Even a short ride can spell trouble if your horse stumbles and you’re thrown. I know of one woman whose horse stumbled at the walk going down a slight incline very close to home and fell clear to its knees. In the process, she was thrown forward over the horse’s shoulder. Normally it would have been a simple fall, and she would have gotten back up and ridden off, more embarrassed for losing her balance than anything else. But in this case, her head struck a rock and she was dazed for several minutes. It was a good thing she was wearing a helmet or she would have been seriously hurt.

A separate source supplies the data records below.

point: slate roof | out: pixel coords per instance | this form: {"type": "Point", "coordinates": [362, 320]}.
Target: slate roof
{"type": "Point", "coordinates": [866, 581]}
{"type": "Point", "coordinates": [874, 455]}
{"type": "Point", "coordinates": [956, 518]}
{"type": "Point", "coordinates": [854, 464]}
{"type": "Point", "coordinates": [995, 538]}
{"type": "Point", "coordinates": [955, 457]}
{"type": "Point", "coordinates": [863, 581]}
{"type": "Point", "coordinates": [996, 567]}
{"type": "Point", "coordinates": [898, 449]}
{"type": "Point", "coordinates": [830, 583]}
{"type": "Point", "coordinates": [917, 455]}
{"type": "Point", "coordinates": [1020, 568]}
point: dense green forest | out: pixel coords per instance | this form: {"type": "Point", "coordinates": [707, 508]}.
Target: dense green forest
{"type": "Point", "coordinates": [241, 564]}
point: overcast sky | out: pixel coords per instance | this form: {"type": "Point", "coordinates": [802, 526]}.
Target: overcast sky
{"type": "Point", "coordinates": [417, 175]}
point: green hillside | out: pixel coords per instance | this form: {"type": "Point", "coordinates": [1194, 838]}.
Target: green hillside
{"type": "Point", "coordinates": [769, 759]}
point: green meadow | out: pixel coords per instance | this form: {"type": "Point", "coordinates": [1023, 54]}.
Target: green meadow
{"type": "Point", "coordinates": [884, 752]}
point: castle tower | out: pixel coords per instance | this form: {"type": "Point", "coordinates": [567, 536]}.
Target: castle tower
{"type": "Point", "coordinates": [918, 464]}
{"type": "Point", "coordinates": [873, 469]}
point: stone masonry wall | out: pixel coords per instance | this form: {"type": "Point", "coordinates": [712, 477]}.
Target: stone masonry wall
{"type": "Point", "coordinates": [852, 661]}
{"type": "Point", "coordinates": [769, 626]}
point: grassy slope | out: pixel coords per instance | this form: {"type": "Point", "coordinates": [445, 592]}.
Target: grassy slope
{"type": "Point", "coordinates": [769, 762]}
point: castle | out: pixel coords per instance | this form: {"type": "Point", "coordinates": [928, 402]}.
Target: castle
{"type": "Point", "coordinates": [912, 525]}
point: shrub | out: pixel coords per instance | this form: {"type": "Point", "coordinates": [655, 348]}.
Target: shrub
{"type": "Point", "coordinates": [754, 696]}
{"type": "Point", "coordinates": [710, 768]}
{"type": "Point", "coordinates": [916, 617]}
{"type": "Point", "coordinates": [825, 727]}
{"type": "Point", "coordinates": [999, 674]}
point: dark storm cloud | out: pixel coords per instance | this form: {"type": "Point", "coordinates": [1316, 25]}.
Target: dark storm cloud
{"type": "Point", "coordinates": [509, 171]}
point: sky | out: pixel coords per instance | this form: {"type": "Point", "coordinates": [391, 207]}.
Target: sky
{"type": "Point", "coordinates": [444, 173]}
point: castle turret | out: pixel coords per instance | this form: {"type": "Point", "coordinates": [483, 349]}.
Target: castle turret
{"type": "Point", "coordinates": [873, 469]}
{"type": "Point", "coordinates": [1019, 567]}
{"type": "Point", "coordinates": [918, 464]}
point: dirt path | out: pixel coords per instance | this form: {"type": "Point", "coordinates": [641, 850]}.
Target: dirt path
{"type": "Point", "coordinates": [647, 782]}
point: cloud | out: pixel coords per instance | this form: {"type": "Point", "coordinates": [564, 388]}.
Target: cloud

Inspect your helmet. Make sure it fits properly, and that there’s no damage from being knocked about. If you don’t have one and are thinking of buying, one please do it now. How much should you spend on a helmet? Here’s a simple rule of thumb that I used when I was involved in motorcycle racing. It holds true for trail riding, as well. If you have a $10 head, buy a $10 helmet. If you have a $100 head, then buy an appropriate helmet for it.
The next item to inspect is your cinch or girth. You can break a lot of other equipment on the trail and find something to use to “make do” until you get back home. Not so when it come to your cinch. Take the time to inspect it for wear and rust around the buckles and replace it if there is any thing suspect about it. Worn out threads, cracks and cuts in the leather, and rusted buckles all spell trouble. Replace them. The few dollars to replace a cinch will be well worth it.
Reins are next. Make sure that whatever you use is clear of fraying, cuts, and cracks in leather. Check your buckles here, too, if you have them. I’ve changed many reins and found that the inside of the rein where it attaches to the bit is worn more than it appeared. Take your reins off the bridle — clean them and inspect the areas you can’t see. I also recommend you purchase a set of our lightweight HorseThink Emergency Reins™ in case a rein breaks on the trail. Since most people don’t carry anything to fix a broken rein, having a set of Emergency Reins™ is the fastest and easiest fix.
The best thing you can do is create a trail riding kit that you can take with you on every trail ride. This kit can be carried in a saddle bag or cantle bag. Better yet, consider a belly or fanny pack so that you still have your supplies even if you get separated from your horse. Remember that even a short trail ride could spell trouble if you or your horse are injured. Some of the items you might wish to carry include:
- Emergency first aid pouch with basic things like vet wrap, bandages, triangular bandage, gauze, anti-biotic cream, and a “blood stopper” (Dynamite™ Trace Minerals work well for this). This doesn’t have to be a large kit — simply a few things to get you by until help arrives.
- Zinc oxide cream – great for sunburn protection and relief for both you and your horse
- Easy Boot or other hoof protection.
- Water for you (save some for an emergency).
- Plastic bag (large garbage size) which can be used to capture water if more is needed, or to double as rain protection in an emergency.
- Knife (a medium size pocket knife with a locking blade).
- Matches in a waterproof container (an old film canister works well for this).
- Flashlight (with a mini-light you can get a lot of light in a compact package without much weight).
- Small amount of twine or strong fishing line (at least 50-pound test).
Food has purposefully been left out as you can easily survive for several days without it. Carry extra water — you’ll need it more than food if something happens.
The above kit can be assembled for under $75 (the Easy Boot is an extra expense), and it could easily save your life.